Today we’d like to introduce you to Daniel Byrne.
Daniel, please share your story with us. How did you get to where you are today?
I found a guitar at a super early age. I must have been six or seven when I first saw a real electric guitar at a friend’s house. And I went straight home and told my parents I was going to need one.
Seeing that guitars come with slightly painful price tags, my mom drew a little deal with me. She told me I could earn the money to buy the guitar by working in her garden pulling weeds. I can’t remember how many hours I had to put in before I saved the money to buy it. But this was no joke—I was outside every day pulling weeds and moving things around for my mother.

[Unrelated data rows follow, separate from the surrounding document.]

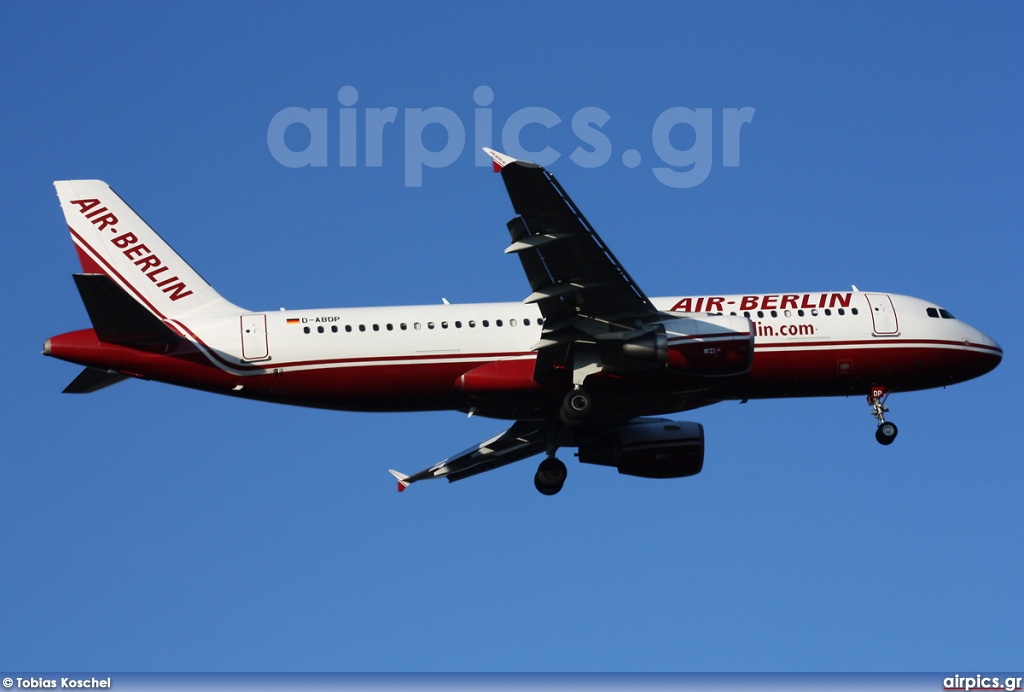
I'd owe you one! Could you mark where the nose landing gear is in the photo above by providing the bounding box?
[869,386,898,445]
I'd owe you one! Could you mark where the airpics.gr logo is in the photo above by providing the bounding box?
[267,86,755,188]
[943,675,1024,691]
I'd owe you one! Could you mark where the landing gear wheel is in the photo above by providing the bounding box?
[534,457,567,495]
[560,388,592,426]
[868,387,898,446]
[875,421,898,445]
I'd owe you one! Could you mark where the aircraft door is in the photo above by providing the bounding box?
[864,294,899,335]
[241,314,269,360]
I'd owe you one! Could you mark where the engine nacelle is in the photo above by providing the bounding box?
[662,314,753,376]
[577,419,704,479]
[620,331,668,364]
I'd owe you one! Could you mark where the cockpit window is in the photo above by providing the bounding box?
[939,308,955,320]
[926,307,939,318]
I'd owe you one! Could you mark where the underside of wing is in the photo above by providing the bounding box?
[389,421,548,491]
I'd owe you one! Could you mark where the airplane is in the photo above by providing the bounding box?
[43,148,1003,495]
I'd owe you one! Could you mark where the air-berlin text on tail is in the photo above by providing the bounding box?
[69,199,193,302]
[670,293,853,313]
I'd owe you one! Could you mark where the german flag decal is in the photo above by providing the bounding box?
[287,318,300,325]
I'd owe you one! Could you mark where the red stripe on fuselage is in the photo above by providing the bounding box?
[47,324,1001,419]
[755,337,1003,355]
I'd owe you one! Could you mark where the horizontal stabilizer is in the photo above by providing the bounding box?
[73,273,183,345]
[62,366,129,394]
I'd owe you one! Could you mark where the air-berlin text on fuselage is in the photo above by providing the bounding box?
[670,293,852,313]
[69,198,193,302]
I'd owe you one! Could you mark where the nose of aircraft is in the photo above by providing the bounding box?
[965,324,1003,378]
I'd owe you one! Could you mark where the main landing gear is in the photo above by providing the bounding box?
[869,386,899,445]
[534,457,567,495]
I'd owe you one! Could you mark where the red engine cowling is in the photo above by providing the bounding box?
[577,419,704,479]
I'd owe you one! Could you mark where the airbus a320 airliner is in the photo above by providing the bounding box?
[44,149,1002,495]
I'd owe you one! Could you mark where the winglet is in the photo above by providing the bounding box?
[483,148,518,172]
[389,469,411,492]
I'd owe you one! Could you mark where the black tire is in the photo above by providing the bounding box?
[875,421,898,445]
[560,388,592,426]
[534,457,567,495]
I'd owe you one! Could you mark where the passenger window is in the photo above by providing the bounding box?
[811,309,818,316]
[496,319,503,327]
[373,324,379,331]
[743,311,750,318]
[455,321,462,328]
[838,308,845,316]
[469,320,476,328]
[757,311,764,318]
[345,325,352,333]
[824,309,832,316]
[427,322,434,329]
[784,310,791,317]
[524,318,531,326]
[510,319,517,327]
[303,326,310,334]
[359,325,366,332]
[798,310,804,317]
[331,325,338,333]
[400,323,407,330]
[851,307,858,315]
[482,320,489,327]
[414,322,421,330]
[317,326,324,333]
[386,324,393,331]
[771,310,778,317]
[538,318,544,325]
[441,321,448,329]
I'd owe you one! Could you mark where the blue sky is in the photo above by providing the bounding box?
[2,1,1021,672]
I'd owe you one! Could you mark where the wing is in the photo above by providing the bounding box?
[389,421,547,492]
[484,149,665,383]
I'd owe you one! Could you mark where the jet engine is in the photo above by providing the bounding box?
[662,314,753,376]
[602,314,753,377]
[577,419,704,478]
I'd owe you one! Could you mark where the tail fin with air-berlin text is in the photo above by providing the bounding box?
[54,180,242,324]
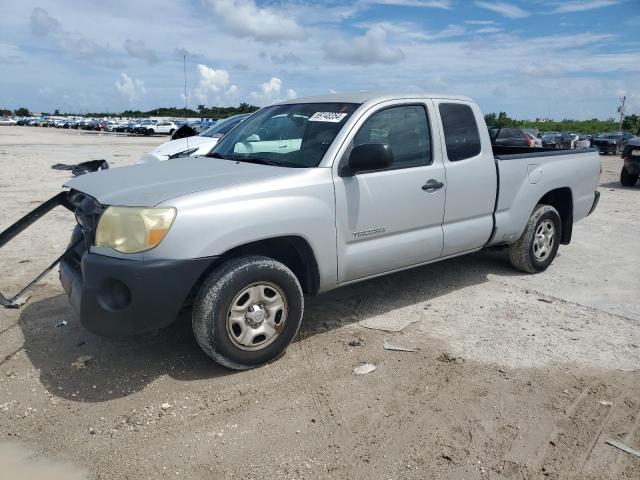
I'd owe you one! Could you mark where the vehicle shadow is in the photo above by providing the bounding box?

I didn’t even think twice though. I was getting this guitar.
I still remember the day we drove back from our local music shop in my mom’s red pick-up truck, just staring at my brand new Squire Stratocaster starter pack (any musician reading this knows the one I’m talking about). Once we got home, my addiction began. All I wanted to do was play this guitar.
While I refused to pull weeds for the rest of my life, looking back I’m grateful my parents made me put in the hard work to earn this guitar. It was my first true lesson in music. It may be fun, but it’s not all unicorns and rainbows getting there.
But my dream started after watching my first big concert in Atlanta with my father. With my dad being from Dublin, he is a massive fan of U2, so when I was eight he took me to their show. After that concert, I knew I wanted to do that when I grew up. I remember going back to school and my teacher (Mrs. Swan) asked the class to write down what we wanted to do when we grew up. I put down “rock star.”
From that point, I began playing anywhere I could—at friends’ houses, school talent shows, and church. When I grew up, I started to travel with bands in Atlanta and met so many people that I still work with to this day. I find it’s all about building solid relationships throughout your career. Especially with people, you enjoy working with, and that you also believe in.
Since relocating to Los Angeles six years ago, I’ve been performing with various artists. It wasn’t easy moving to a city where I only knew a handful of people. But you connect the dots where you can and make it work. And it’s been nothing but rewarding.
For the past couple of years, I’ve performed with countless artists, and have been fortunate enough to have performed alongside the Jonas Brothers a handful of times. But I have mostly been playing guitar for the dangerously talented artist Jacob Banks. By touring with him, I’ve had the opportunity to play everything from Jimmy Kimmel Live and the Ellen Show to Coachella, as well as headlining world tours.
These days, when I’m not on the road, I spend most of my time writing and producing songs for other artists and television, as well as music directing.
Has it been a smooth road?
Ha, I’m not sure I could use the word “smooth” to describe working in music. I believe working in music can be a really rewarding career—one anyone with the courage to take it on should go for. What that being said, the music industry comes with so many challenges that I jokingly tell people you have to be “seriously crazy and addicted” to make it work.
When I first started working professionally, the hardest part for me was staying focused and persistent when things didn’t work out the way I wanted them to. Especially when I moved to Los Angeles because I only knew a handful of people. It’s about learning how to utilize your time when you are not as busy as you’d like to be. I’m certain this isn’t a problem that only plagues musicians, but all self-employed people.
It’s just like running a business, and sometimes you have to re-focus your energy and take matters into your own hands. I saw more fruit in my career by asking for exactly what I wanted from people, even though it feels awkward at times. Not only did I find more work, but I was also able to land better work. It’s easy in creative industries to feel like you hit a brick wall, but one way or another you have to get through it.
Tell us more about your work.
I’m a guitarist and producer primarily. I make sure to learn as much as I can about everything that goes into live show production and studio recording. Slowly over the years, I’ve added to my skill set by learning other instruments, show design and production. I can troubleshoot almost anything that goes down on stage. I try to make myself irreplaceable. I think I’m obsessed with it all, and sometimes probably to a fault.
But it has allowed me to work when maybe other people are not. For example, even if an artist doesn’t require a full band, I can go in and help do a quick acoustic performance, record a live show, or put together the backing tracks for the artist, thus filling out the performance. The guitar is only one piece of the puzzle that led to my career today.
How do you think the industry will change over the next decade?
Wow, that’s a really tough question. My crystal ball seems to be a bit foggy right now. Hopefully, with the way technology and the internet are progressing, there will be more opportunities to release and monetize music on your terms without the need for so many middlemen.